# seperating channels



## darryl (Mar 23, 2006)

I'm not sure how to explain this but I have my Scary Terry board in the skeleton and working. Now I just need to learn how to seperate the voice I want out of a sound track. For example, if I find a voice clip I like but it has music in the back ground how do I seperate the voice from the music so the jaw only moves when the person is talking?
Tried Goldwave like Zombie suggested in his talking bucky tutorial but I can not figure that software out. Any suggestions?


----------



## ScareFX (Aug 18, 2004)

Separating a voice out of a track that has already been mixed is difficult. I've never gotten good results.

You would be better off re-recording the voice track by itself. Then you can use your audio editing software to put the voice track on the left channel of a stereo track and your background music on the right channel. Save the result as a wave file and burn it to an audio CD. Then connect the left channel of the output from your CD player to your Scary Terry board and the right channel output to your powered speaker. Your skelly will then only respond to the voice (left) channel.

Here's part of a clip I used last year for my talking skeleton that uses a Scary Terry board. Open the file in your audio editing software and you should be able to see the difference in the two stereo tracks.

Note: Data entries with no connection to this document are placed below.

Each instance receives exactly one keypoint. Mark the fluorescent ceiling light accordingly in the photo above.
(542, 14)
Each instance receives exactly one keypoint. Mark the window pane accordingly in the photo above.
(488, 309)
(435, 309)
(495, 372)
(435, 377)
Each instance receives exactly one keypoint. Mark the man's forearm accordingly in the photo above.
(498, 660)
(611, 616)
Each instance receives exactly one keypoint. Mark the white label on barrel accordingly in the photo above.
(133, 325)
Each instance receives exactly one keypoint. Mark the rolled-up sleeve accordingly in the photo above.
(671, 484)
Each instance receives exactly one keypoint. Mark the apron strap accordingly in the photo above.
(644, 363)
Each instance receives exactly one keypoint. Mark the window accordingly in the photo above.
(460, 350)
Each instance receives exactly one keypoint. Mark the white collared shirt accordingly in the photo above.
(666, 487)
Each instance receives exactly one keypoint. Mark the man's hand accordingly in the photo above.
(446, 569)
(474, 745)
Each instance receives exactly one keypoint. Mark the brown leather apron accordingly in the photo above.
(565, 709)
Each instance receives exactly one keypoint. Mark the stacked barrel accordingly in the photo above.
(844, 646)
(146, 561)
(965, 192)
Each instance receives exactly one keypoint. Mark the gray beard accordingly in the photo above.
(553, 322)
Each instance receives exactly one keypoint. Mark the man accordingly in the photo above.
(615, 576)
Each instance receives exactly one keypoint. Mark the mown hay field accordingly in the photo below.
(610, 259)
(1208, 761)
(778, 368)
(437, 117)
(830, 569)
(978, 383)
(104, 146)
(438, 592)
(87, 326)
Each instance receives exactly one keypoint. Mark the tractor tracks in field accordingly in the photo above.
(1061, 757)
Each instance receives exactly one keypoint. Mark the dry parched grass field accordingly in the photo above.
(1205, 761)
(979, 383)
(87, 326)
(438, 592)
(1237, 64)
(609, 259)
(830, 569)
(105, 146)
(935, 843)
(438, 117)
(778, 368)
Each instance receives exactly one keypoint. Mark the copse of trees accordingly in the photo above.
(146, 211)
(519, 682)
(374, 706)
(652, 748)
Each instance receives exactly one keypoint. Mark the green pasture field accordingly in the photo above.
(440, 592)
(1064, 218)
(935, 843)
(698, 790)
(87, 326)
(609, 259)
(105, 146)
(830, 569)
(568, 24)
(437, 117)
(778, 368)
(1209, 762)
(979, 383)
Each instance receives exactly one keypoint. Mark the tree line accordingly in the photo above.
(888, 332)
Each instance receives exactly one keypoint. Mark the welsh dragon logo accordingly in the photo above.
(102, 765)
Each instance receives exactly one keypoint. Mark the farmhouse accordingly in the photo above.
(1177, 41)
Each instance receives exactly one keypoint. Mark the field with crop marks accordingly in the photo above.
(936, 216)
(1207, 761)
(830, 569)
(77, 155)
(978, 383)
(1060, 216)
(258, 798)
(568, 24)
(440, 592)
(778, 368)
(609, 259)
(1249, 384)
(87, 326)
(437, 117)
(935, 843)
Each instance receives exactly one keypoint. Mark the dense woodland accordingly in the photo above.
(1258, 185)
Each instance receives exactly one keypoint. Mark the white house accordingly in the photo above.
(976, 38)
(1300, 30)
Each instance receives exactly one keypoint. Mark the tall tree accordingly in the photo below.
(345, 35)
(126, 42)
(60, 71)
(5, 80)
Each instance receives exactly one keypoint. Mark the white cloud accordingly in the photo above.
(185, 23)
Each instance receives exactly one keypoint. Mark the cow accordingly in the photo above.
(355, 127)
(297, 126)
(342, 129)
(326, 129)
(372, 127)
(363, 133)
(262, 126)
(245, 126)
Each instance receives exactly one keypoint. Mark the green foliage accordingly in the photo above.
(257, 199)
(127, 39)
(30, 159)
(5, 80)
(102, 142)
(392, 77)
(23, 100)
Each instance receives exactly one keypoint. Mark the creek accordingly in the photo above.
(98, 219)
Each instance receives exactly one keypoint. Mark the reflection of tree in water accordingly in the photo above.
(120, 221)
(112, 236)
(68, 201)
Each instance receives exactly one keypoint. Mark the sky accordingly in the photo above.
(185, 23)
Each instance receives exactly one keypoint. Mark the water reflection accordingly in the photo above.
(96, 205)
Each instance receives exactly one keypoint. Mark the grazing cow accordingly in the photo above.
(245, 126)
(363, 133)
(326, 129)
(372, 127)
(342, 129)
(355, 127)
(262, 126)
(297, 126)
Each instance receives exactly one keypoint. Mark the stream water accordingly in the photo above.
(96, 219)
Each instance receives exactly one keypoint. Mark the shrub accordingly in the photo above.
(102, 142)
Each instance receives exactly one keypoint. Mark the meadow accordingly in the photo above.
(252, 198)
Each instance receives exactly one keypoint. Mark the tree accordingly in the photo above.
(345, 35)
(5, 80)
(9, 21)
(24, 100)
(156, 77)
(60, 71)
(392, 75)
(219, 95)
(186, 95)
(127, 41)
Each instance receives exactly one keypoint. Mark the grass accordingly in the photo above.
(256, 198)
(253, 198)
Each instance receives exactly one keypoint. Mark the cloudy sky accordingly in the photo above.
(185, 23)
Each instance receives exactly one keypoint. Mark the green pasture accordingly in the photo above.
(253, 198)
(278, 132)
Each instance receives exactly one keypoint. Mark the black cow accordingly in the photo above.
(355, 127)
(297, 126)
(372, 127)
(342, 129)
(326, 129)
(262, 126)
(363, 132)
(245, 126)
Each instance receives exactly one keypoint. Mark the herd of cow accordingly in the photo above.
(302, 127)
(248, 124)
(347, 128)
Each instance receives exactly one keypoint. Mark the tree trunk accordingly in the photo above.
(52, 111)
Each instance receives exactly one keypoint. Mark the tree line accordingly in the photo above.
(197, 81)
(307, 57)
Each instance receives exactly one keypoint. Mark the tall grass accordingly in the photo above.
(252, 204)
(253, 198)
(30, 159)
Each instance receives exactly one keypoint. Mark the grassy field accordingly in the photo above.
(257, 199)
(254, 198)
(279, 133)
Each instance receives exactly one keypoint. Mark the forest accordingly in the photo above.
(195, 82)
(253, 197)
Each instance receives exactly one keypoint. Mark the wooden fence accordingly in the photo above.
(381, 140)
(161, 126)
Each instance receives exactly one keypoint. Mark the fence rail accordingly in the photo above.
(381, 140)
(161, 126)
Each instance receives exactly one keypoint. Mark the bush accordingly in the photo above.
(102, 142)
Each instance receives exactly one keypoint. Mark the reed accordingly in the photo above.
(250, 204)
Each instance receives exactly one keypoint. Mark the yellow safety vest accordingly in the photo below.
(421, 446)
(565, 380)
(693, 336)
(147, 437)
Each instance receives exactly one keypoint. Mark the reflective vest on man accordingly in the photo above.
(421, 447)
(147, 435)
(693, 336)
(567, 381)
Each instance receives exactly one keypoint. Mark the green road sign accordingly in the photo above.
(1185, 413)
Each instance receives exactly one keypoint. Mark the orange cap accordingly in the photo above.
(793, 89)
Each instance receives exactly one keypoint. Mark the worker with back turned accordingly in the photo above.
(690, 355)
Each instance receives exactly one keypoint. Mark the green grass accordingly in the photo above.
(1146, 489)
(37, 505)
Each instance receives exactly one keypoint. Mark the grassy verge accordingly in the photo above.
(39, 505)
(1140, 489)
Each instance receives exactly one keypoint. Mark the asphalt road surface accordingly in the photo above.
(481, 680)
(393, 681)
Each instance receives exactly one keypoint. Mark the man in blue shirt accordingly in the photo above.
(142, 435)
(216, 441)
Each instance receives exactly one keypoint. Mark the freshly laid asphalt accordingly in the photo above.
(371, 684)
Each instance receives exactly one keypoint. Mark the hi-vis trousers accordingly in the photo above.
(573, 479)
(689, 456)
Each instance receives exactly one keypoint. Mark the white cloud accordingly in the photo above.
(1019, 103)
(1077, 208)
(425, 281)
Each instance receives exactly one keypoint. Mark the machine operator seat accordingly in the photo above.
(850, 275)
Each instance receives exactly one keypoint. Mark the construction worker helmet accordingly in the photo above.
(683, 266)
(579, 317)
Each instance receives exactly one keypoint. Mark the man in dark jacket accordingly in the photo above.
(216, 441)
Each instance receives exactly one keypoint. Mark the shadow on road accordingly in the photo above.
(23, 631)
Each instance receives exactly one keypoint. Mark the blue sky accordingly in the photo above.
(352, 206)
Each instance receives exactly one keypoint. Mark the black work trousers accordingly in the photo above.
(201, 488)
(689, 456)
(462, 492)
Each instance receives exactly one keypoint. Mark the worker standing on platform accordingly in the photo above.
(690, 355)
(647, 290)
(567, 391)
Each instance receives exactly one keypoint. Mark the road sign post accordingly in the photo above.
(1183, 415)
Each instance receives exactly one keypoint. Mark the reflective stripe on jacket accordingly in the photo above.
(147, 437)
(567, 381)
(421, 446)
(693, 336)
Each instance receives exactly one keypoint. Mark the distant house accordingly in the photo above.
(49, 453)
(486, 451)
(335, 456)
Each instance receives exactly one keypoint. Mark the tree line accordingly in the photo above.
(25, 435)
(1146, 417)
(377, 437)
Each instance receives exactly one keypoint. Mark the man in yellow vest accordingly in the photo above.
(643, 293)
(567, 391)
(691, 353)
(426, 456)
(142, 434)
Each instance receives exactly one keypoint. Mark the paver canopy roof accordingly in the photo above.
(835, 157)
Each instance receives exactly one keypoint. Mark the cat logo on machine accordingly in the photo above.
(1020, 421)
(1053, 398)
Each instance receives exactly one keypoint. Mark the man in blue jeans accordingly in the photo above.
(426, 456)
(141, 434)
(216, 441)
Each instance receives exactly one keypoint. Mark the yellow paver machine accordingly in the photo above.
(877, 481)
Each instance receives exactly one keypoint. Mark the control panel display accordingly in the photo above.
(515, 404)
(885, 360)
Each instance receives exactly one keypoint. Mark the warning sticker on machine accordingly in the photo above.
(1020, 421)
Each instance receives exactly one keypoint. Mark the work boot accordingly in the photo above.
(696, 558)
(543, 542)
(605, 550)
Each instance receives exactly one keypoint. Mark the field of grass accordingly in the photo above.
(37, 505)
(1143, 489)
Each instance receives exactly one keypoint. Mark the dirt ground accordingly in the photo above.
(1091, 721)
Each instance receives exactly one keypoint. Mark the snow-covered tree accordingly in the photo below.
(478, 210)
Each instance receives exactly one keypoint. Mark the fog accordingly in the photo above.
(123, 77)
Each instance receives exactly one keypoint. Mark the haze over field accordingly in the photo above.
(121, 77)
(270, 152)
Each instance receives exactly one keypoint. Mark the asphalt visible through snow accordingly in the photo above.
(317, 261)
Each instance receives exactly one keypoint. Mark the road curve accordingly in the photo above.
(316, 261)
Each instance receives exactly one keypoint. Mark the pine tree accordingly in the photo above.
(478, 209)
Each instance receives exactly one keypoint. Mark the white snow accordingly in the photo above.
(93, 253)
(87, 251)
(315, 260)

http://64.226.23.133/woodycarr/scarefx/clips/talking_skeleton_example.wav


----------



## darryl (Mar 23, 2006)

So then it would be easier for me to just record my own dialog using an audio editor to distort my voice and then mix this with some good back ground music on a left and right channel? I think this is what you are explaining, which is kinda cool because then I'm not limited to someone elses ideas and sound tracks.
I think I could figure that out, now to come up with something good to say!!
Thanks for the help.


----------



## Dr Morbius (Sep 21, 2004)

One way to accomplish this feat, is to record your voice in sync with the recording you want to play. Say, for example you want your skelly to sing "This is Halloween" from the Nightmare Before Christmas. You can't just hook up your ST board, because the music will play through along with the voice. What you need, is the song on ONE channel, and your voice on the OTHER hooked up to the ST board. Start by opening up your audio editor, (Goldwave, or Audicity work for me) and load up your song. Merge the stereo onto a single channel. Rewind it, and open a new channel. Make sure mic is on. Now sing your heart out along with the lyrics, but DO NOT HUM with any instruments! Just sing the words...You can't sing? Don't matter, because the new track your voice is on will ONLY go to the scary Terry board and NOT to any speaker. Anyway, when you're done, you should have one channel, let's say the left, and your voice (out of tune singing..lol) on the right. Burn a CD and hook up the right channel to your ST board, and the left to your audio amp/speaker. The skelly should now move it's jaw in sync with YOUR voice,(which no one can hear)which just happens to also be in sync with the song on the speaker. 
Now, of coarse, since the Scary terry board only needs ANY sound to move a servo, you don't REALLY need to sing. You could just talk along with the words, or just say "Blah Blah Blah" in time with the lyrics. It doesn't matter, as long as the jaw moves in sync with the music. Of coarse, the music won't be in stereo, but oh well.


----------



## darryl (Mar 23, 2006)

thanks Dr. M. Had thought of that without knowing I could put them both on one cd so I figured I would have to have 2 cd players. One w/me singing along and the volume down low and one w/the track turned up so everyone could hear. What a pain!!! Let alone trying to get them sync'd.
Now to try and figure out GOldwave.


----------